The Proposed Action (Alternative A) features removals to the low end of the AML and population suppression over a ten-year project life.
Alternative B would add sex ratio skewing. Refer to page three in the EA (page five in the pdf).
The HMA covers 19,606 total acres east of Socorro, NM, including 16,493 public acres.
The 60 horses allowed by plan require 720 AUMs per year.
The stocking rate allowed by plan is 3.6 wild horses per thousand public acres, compared to a target rate of one wild horse per thousand acres acres across all HMAs.
The HMA lies within the Bordo Atravesado Allotment. The Allotment Master Report puts it in the Improve category with 2,714 active AUMs on 20,857 public acres.
Forage availability equates to 130.1 AUMs per year per thousand public acres, enough to support 10.8 wild horses per thousand acres, on top of the horses allowed by plan.
The number of horses displaced from the HMA by permitted grazing would be 10.8 × 16,493 ÷ 1,000 = 178.
The True AML would be 60 + 178 = 238, four times higher than the current AML.
The current population is thought to be around 230.
The forage assigned to livestock inside the HMA would be 130.1 × 16,493 ÷ 1,000 = 2,146 AUMs per year, assuming the resource is evenly distributed across the parcel, three times more than the forage assigned to horses.
The bureaucrats, like the advocates, think the horses are the problem.

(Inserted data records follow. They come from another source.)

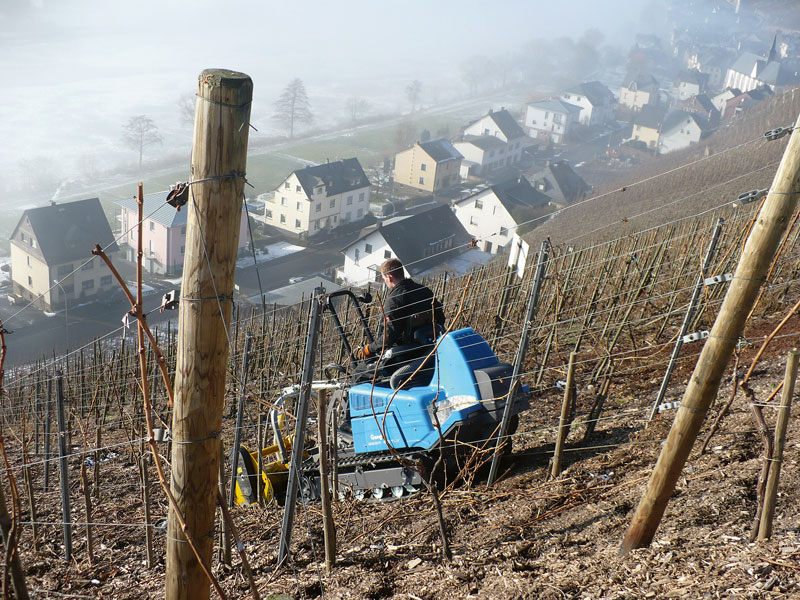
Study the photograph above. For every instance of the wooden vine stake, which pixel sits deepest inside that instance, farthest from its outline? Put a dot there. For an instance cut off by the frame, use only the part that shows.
(767, 514)
(219, 157)
(771, 223)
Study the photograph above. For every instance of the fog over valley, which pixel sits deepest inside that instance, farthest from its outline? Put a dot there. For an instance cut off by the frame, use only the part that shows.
(76, 72)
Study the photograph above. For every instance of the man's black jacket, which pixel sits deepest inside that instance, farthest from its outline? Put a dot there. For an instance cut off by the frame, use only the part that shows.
(408, 305)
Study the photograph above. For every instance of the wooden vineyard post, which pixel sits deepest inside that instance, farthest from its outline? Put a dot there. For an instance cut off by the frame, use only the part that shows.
(213, 212)
(767, 514)
(563, 422)
(328, 526)
(66, 510)
(771, 223)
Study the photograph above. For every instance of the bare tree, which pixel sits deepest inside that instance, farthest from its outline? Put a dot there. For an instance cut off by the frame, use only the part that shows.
(141, 131)
(293, 106)
(413, 91)
(355, 108)
(186, 108)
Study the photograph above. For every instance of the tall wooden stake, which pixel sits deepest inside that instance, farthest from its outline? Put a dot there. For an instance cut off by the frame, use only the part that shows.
(765, 527)
(702, 389)
(219, 157)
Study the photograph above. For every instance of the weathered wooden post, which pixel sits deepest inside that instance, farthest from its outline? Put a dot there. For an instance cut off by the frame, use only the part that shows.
(771, 492)
(328, 526)
(772, 221)
(219, 157)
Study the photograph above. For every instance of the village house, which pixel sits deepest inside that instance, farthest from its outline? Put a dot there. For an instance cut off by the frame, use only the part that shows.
(163, 233)
(691, 83)
(493, 214)
(491, 143)
(744, 100)
(638, 91)
(319, 198)
(595, 100)
(551, 119)
(681, 129)
(647, 126)
(421, 242)
(429, 166)
(51, 254)
(702, 105)
(561, 183)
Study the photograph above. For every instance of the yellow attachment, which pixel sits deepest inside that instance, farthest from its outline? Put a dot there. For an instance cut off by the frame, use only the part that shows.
(273, 475)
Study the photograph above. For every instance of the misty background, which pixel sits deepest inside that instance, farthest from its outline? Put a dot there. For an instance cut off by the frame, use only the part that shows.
(75, 72)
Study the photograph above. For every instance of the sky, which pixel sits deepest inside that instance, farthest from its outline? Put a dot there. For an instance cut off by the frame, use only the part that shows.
(76, 70)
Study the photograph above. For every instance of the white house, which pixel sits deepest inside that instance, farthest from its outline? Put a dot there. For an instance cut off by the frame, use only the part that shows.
(681, 129)
(492, 215)
(321, 197)
(595, 100)
(551, 119)
(421, 241)
(691, 83)
(499, 124)
(639, 90)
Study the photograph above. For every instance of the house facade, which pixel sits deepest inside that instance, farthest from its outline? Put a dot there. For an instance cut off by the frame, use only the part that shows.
(595, 100)
(51, 254)
(639, 91)
(421, 241)
(492, 215)
(561, 183)
(647, 126)
(163, 233)
(319, 198)
(681, 129)
(551, 119)
(428, 166)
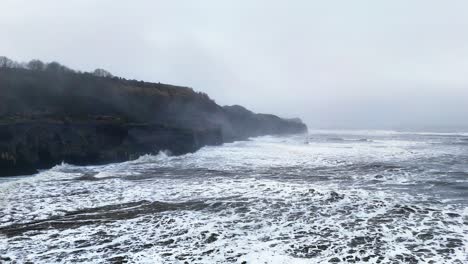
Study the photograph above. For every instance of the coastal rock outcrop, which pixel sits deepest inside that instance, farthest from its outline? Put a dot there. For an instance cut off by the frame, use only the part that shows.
(55, 114)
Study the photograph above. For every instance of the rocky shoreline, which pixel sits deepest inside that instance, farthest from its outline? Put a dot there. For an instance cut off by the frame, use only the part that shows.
(57, 115)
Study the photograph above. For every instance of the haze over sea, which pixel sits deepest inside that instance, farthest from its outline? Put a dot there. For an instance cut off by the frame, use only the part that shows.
(350, 196)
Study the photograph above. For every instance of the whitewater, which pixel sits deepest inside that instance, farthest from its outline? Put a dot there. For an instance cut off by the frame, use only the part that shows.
(325, 197)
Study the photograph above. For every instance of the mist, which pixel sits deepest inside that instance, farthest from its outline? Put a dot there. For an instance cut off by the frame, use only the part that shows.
(335, 64)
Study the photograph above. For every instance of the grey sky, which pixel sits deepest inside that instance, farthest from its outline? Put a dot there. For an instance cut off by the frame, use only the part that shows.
(362, 64)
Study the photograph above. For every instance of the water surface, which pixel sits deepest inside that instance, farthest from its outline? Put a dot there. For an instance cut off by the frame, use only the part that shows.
(349, 196)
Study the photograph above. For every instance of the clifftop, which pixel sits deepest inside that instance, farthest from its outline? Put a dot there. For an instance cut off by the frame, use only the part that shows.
(49, 114)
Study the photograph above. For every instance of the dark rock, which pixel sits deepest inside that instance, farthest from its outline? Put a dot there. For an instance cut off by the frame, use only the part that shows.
(50, 117)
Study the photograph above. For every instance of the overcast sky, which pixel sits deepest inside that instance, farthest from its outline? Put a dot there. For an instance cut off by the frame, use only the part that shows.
(399, 64)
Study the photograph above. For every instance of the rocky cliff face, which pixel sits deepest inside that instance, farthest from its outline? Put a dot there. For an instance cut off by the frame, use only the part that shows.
(47, 117)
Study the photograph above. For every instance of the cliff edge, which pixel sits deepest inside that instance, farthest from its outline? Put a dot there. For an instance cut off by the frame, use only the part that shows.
(50, 114)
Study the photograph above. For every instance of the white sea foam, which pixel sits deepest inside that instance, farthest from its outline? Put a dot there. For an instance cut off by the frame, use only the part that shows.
(268, 200)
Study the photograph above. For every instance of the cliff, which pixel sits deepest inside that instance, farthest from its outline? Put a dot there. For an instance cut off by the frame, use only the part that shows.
(54, 114)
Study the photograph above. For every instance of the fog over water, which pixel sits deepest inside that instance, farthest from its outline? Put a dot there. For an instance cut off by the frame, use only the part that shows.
(336, 64)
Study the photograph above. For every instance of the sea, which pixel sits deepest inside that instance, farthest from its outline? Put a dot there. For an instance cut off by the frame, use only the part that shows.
(329, 196)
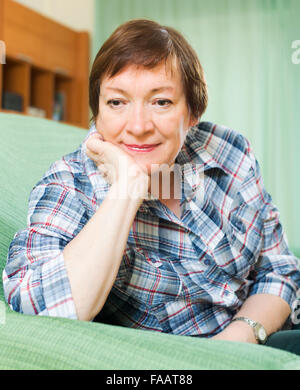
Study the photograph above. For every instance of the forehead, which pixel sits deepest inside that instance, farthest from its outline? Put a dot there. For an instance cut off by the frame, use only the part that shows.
(166, 72)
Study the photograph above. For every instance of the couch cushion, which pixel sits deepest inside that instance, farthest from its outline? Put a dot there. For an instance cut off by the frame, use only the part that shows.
(28, 147)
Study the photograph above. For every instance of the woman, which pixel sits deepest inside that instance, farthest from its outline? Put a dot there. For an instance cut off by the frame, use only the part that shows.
(104, 243)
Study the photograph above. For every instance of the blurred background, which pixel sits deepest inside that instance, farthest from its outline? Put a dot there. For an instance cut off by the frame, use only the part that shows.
(250, 53)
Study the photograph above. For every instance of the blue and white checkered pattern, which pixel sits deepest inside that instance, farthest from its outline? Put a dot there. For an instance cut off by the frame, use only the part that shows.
(185, 276)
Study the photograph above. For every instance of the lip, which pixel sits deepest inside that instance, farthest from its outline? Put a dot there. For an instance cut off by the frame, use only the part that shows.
(145, 148)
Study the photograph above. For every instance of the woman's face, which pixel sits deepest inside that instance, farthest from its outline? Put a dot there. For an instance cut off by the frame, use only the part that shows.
(145, 113)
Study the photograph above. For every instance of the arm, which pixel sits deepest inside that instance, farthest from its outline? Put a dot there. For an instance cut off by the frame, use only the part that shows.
(269, 310)
(93, 257)
(275, 274)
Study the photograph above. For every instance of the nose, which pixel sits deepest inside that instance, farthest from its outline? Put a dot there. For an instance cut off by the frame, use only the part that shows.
(139, 120)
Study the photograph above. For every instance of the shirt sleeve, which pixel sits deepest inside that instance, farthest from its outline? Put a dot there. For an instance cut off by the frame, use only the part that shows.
(35, 279)
(276, 270)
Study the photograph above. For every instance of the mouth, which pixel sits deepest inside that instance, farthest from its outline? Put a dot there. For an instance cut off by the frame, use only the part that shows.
(141, 148)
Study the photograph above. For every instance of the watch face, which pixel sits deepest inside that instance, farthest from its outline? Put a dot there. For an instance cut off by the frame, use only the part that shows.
(262, 334)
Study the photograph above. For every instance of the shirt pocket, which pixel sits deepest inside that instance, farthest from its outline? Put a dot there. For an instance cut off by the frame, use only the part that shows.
(238, 251)
(144, 277)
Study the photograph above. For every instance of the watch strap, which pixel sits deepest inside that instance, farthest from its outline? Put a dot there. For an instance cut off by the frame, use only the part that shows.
(254, 325)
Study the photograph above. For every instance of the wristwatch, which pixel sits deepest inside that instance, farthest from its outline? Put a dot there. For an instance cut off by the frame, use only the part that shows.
(259, 331)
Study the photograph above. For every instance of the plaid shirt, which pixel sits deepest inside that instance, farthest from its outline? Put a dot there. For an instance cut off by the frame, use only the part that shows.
(185, 276)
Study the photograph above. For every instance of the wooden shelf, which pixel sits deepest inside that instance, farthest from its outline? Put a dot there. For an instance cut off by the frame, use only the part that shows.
(44, 58)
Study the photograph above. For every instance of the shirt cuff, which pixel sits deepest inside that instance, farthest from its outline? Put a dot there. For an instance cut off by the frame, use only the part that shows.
(279, 286)
(57, 290)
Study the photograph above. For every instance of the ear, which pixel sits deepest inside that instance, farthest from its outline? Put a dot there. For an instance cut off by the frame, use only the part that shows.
(193, 121)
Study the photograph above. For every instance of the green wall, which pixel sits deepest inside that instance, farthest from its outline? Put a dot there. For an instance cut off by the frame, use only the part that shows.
(245, 47)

The BLM will collect 2,146 × 1.35 = $2,897 per year in grazing fees from ranching operations inside the HMA while it spends 178 × 5 × 365 = $324,850 per year to care for the horses displaced thereby.
Would you say that’s a wise use of the public lands?
Confining the permittee to his base property was not considered in the analysis.
The HMA has no HMAP, presumably, given that the term was not found in the EA.
If the document existed, it would ratify and reinforce the lopsided resource allocations and mismanagement of the HMA you see here.
The Authorization Use Report indicates that cattle are on the land twelve months per year, which includes a wilderness study area.
Comments will be accepted through August 27.